Publié le 14 août 2026

Politique de rétention des sauvegardes pour les sites web qui fonctionne

Une politique de rétention des sauvegardes pour les sites web doit vous offrir plusieurs points de restauration récents, quelques options de récupération plus anciennes et au moins une copie en dehors du serveur qui exécute le site. Si une mise à jour d’extension casse le paiement à 10 h 15, vous avez besoin d’une version propre de 10 h 00, pas d’une sauvegarde du mardi dernier et d’un air plein d’espoir.

Le bon calendrier dépend de la fréquence à laquelle vos données changent, du coût des temps d’arrêt et de la rapidité avec laquelle votre équipe peut identifier quand le problème a commencé. Un site d’entreprise statique et une boutique WooCommerce très active ne doivent pas être protégés de la même manière. Le service est peut-être en ligne, mais si les commandes d’hier, les soumissions de formulaires ou les modifications des clients manquent, le calme n’est pas vraiment revenu.

Ce que doit couvrir une politique de rétention des sauvegardes de site web

La rétention n’est pas simplement le nombre de sauvegardes que vous conservez. C’est l’ensemble des règles qui détermine quelles copies de sauvegarde restent disponibles, où elles sont stockées, combien de temps elles y restent et quand elles sont supprimées.

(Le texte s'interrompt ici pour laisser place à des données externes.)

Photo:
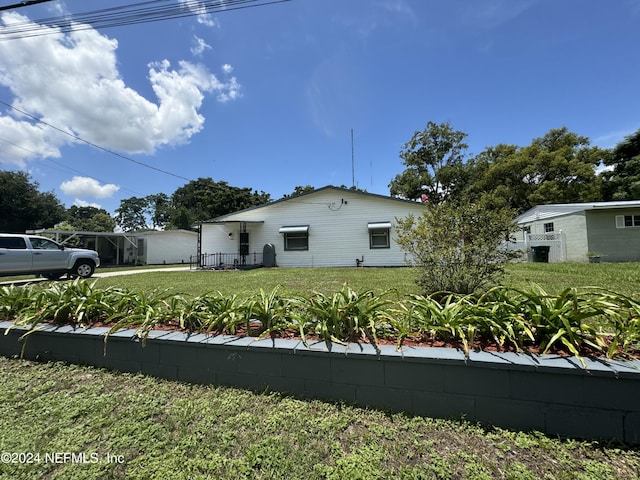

Une politique utile tient compte de trois besoins de récupération distincts. Premièrement, vous avez besoin d’une récupération opérationnelle rapide pour les erreurs récentes : un mauvais déploiement, des fichiers supprimés, une mise à jour échouée ou un changement de configuration accidentel. Deuxièmement, vous avez besoin d’une récupération historique lorsqu’un problème est resté silencieux pendant des semaines, comme un accès administrateur compromis ou du code infecté. Troisièmement, vous pouvez avoir besoin de conserver des enregistrements pour des raisons commerciales, contractuelles ou réglementaires.

Ces objectifs peuvent entrer en conflit. Conserver chaque sauvegarde pour toujours entraîne des coûts de stockage, des tâches de sauvegarde plus lentes et une liste de restauration déroutante. Trop peu conserver économise de l’espace jusqu’au moment précis où la seule sauvegarde dont vous avez besoin a déjà expiré. La réponse sensée est une rétention à plusieurs niveaux, pas une longue rangée de sauvegardes quotidiennes identiques.

Commencez par les objectifs de récupération, pas par un chiffre de stockage

Avant de définir des périodes de rétention, définissez deux cibles pratiques : l’objectif de point de récupération et l’objectif de temps de récupération.

Votre objectif de point de récupération, souvent appelé RPO, indique quelle quantité de données récentes vous pouvez vous permettre de perdre. Une boutique e-commerce qui traite des commandes tout au long de la journée peut avoir besoin de sauvegardes horaires de la base de données ou de sauvegardes tenant compte des transactions. Un site vitrine mis à jour deux fois par mois peut accepter une sauvegarde quotidienne, à condition que les données critiques des formulaires de contact soient gérées ailleurs.

Votre objectif de temps de récupération, ou RTO, indique à quelle vitesse le site doit être restauré. Une sauvegarde récente stockée localement ou dans un stockage de sauvegarde proche peut généralement être restaurée plus vite qu’une archive froide. Mais les copies locales seules ne suffisent pas. Une panne de serveur, un incident de ransomware, une mauvaise opération sur disque ou la compromission d’un compte peuvent affecter ensemble le site et ses sauvegardes locales.

Pour la plupart des sites web d’entreprise, définissez ces objectifs en langage clair. Par exemple : « Nous ne pouvons pas perdre plus d’une heure de commandes, et la vitrine doit être restaurée dans les deux heures. ». C’est bien plus utile que de dire « nous faisons des sauvegardes quotidiennes » pour découvrir plus tard que quotidien signifie une fois toutes les 24 heures.

Vérifiez ce qui change réellement

Les fichiers du site web et les données de la base de données ne changent pas au même rythme. Les fichiers du cœur de WordPress peuvent rester inchangés pendant des mois, tandis que la base de données reçoit toute la journée des commandes, des commentaires, des réservations, des changements d’adhésion et des entrées de formulaire.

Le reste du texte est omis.